The minimum number of copies of mtDNA recommended to generate full mitogenome sequences is 20,000 copies. Therefore, hair extracts with at least 1333 copies of mtDNA/μL are expected to produce complete MPS profiles when considering a maximum input volume of 15 μL. Many of the older and shorter hairs yielded fewer mtDNA copies (Figure 2). Furthermore, the O hairs were also slightly more degraded (Figure 3). This combined data suggests that those hairs would have a lower success rate for generating full mitogenome sequences. Figure 8 further supports this expectation, illustrating that as the age of hairs increases, the percentage of the mitogenome reported at a read depth of greater than 200 reads per nucleotide position decreases significantly. Nonetheless, 44 of the 48 O samples resulted in full or almost full mitogenome sequences (98–100%). In turn, when the required read depth was lowered to 50, all 48 O hairs reached the 98–100% threshold, resulting in no significant differences due to age or length. At a read depth of 200, for the 1 mm, a higher percentage of the mitogenome is reported for the R hairs compared to the O hairs (p-value of 0.028). Additionally, the 1 mm O hairs had a significantly lower percentage reported than the 5 mm R hairs (p-value of 0.024; see Table S2, Supplementary Materials for all p-values). Overall, hair length does not appear to significantly impact the percentage of the mitogenome reported as much as the age since hairs of the same age, but different lengths did not significantly differ in the percentage of the whole mitogenome reported. On average, >99.5% of the mitogenome was reported at a read depth of greater than 200 reads per nucleotide when working with as little as 1 mm of hair. That average increases to 99.9% for a read depth of greater than 50 reads; noting that the haplotype does not change, it simply becomes more complete due to drop-out occurring when setting the filter to 200 reads. Therefore, crime labs can use a less stringent filter when reporting a haplotype if the profile is not complete. While this data does follow the trend of older samples not having as high of a success rate, full whole mitogenome profiles were still produced from almost all of the O 1 mm hairs. This supports that the MPS method is robust and can generate mitogenome sequences on a routine basis from as little as 1 mm of hair shafts up to 27 years of age.

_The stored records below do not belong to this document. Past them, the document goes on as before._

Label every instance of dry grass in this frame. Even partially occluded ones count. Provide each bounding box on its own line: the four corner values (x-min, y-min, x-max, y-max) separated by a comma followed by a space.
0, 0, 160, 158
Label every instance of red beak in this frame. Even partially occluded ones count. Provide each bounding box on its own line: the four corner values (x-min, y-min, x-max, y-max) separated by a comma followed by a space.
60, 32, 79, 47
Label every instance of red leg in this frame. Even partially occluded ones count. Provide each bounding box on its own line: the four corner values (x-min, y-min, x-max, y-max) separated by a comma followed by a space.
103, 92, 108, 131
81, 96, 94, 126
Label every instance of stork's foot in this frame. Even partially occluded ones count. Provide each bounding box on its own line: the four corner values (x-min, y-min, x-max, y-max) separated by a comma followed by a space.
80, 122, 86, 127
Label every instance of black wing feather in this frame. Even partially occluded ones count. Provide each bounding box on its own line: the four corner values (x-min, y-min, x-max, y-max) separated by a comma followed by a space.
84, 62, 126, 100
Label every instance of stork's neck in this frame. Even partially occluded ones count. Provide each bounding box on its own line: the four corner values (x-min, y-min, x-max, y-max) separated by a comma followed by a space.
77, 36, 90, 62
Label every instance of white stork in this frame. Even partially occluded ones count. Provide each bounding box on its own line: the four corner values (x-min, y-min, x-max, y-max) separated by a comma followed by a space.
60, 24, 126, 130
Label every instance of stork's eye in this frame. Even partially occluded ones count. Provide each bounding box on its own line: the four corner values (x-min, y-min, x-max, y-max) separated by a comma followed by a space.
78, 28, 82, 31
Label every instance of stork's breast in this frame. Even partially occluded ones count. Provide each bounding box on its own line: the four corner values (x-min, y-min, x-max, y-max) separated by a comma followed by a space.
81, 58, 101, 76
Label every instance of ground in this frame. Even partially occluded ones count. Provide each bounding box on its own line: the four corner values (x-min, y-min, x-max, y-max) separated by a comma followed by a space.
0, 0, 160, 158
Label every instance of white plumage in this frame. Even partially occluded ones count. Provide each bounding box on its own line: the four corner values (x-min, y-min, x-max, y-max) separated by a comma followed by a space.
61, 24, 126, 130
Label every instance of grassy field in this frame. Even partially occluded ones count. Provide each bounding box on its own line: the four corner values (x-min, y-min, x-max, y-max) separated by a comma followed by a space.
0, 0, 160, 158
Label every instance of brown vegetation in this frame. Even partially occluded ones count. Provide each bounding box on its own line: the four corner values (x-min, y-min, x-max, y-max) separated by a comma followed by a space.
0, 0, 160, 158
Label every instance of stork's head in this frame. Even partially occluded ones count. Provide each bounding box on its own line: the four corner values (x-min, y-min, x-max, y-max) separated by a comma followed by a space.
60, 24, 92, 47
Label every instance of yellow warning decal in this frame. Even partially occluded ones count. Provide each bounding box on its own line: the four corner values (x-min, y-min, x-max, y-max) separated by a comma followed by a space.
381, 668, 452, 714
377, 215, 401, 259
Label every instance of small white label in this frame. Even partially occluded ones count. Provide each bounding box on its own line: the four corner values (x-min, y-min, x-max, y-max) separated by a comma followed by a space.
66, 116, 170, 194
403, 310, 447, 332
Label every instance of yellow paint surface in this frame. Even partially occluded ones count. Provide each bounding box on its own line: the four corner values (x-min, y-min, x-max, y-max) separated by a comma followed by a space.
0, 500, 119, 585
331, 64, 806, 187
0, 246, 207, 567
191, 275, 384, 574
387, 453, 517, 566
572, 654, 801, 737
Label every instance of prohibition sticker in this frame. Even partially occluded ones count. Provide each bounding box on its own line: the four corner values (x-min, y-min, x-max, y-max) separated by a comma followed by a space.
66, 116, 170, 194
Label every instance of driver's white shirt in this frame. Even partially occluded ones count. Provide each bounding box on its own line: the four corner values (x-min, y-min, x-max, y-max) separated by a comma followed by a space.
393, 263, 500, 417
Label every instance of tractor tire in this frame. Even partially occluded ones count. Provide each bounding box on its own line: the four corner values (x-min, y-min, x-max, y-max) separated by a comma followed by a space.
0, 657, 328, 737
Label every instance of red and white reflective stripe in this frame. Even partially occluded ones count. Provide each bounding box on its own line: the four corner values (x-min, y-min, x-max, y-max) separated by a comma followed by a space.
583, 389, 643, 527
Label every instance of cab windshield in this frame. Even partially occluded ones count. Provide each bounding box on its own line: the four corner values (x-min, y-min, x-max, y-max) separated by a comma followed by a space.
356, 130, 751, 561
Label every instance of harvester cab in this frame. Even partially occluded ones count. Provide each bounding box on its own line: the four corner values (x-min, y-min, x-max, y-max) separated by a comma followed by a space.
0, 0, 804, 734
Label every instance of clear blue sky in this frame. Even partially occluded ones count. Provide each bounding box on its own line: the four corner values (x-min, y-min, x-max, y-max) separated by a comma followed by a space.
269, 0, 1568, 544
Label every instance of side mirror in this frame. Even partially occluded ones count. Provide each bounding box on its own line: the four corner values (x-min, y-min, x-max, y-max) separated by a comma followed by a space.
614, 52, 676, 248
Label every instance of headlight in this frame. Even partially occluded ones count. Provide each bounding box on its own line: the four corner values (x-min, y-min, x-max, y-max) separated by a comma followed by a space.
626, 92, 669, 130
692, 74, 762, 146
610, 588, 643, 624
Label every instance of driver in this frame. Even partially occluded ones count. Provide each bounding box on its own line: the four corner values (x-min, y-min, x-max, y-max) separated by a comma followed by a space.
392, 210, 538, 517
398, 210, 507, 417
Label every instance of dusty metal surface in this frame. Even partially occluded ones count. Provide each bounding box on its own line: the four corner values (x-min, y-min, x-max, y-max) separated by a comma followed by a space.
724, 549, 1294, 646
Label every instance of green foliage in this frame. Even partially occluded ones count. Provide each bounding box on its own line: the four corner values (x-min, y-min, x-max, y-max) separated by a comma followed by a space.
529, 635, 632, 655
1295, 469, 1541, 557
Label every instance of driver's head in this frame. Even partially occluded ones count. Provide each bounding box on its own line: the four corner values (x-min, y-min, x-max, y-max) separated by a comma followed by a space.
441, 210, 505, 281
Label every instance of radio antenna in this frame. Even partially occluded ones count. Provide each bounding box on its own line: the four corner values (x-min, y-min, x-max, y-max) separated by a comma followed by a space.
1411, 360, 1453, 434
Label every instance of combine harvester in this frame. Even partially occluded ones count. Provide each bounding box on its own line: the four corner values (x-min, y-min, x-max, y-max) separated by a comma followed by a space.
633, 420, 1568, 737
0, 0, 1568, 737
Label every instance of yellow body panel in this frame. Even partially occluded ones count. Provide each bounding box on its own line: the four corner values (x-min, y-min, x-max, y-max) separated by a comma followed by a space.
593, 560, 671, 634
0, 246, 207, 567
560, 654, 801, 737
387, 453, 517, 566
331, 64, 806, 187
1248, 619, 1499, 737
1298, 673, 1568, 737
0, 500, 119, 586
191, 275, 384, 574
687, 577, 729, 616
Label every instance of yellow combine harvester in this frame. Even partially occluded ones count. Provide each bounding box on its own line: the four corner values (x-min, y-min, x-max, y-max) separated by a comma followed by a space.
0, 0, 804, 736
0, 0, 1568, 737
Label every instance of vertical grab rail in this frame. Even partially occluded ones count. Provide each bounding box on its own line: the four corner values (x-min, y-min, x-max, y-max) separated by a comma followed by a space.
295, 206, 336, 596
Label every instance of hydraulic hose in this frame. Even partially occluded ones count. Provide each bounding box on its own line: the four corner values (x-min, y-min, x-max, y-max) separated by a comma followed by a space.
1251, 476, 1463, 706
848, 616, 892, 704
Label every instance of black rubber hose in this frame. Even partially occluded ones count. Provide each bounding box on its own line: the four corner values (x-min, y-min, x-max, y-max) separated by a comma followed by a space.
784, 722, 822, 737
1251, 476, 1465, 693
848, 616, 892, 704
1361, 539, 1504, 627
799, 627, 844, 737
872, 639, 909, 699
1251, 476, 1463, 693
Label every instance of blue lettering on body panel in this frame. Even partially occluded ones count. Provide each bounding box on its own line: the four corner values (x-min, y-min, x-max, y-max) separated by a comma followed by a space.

Since the commercially available PowerSeqTM Whole Mito System kit remains a prototype, the coverage of individual amplicons was evaluated to determine if there was a pattern of drop-out. Fifteen R and O samples experienced coverage dropping below 200 reads. Figure 9a plots read depths across the mitogenome for these 15 samples, while Figure 9b plots data for the entire set of 74 R and O samples tested. The data follows a similar trend in coverage and is comparable to previous assessments when sequencing the mitogenome [16]. Low-coverage zones are observed from nucleotide position (np) 1250–4000, np 7500–8000, np 9000–11,000, and np 15,400–16,000. Furthermore, the amplicon that spans np 2914–3034 dropped below 200 reads in 40% of the 15 samples, and amplicons spanning np 15,163–15,239 and np 8976–9073 dropped out in 47% of the 15 samples. This data suggests that certain regions are experiencing drop-out due to amplification and/or sequencing challenges, and as a result, consistently lower coverage can be expected in those regions.

3.3. MPS Error Assessment

As stated in the Materials and Methods section, 23 hairs ranging from 41 to 46 years old were also subjected to mitogenome MPS analysis. While the coverage and read depth were sufficient to generate at least partial haplotypes for each hair, they resulted in noticeably noisier sequences. McElhoe and Holland [29] previously generated an R script to characterize the background noise in MiSeq MPS data. This method was used to calculate the total error rate per sample and the top 25 highest positions of error per nucleotide for all 120 hair samples tested. Figure 10a supports the expectation that higher error rates are seen in older samples. This increase in error rate is statistically significant among all three age categories (Figure 10b; Table S5, Supplementary Materials) and aligns with expectations given qualitative assessments of the sequencing data. While the average error rate for each age category is relatively low, falling well below the minor variant reporting threshold of 2%, a higher average may translate into a greater number of individual nps where the noise exceeds the threshold.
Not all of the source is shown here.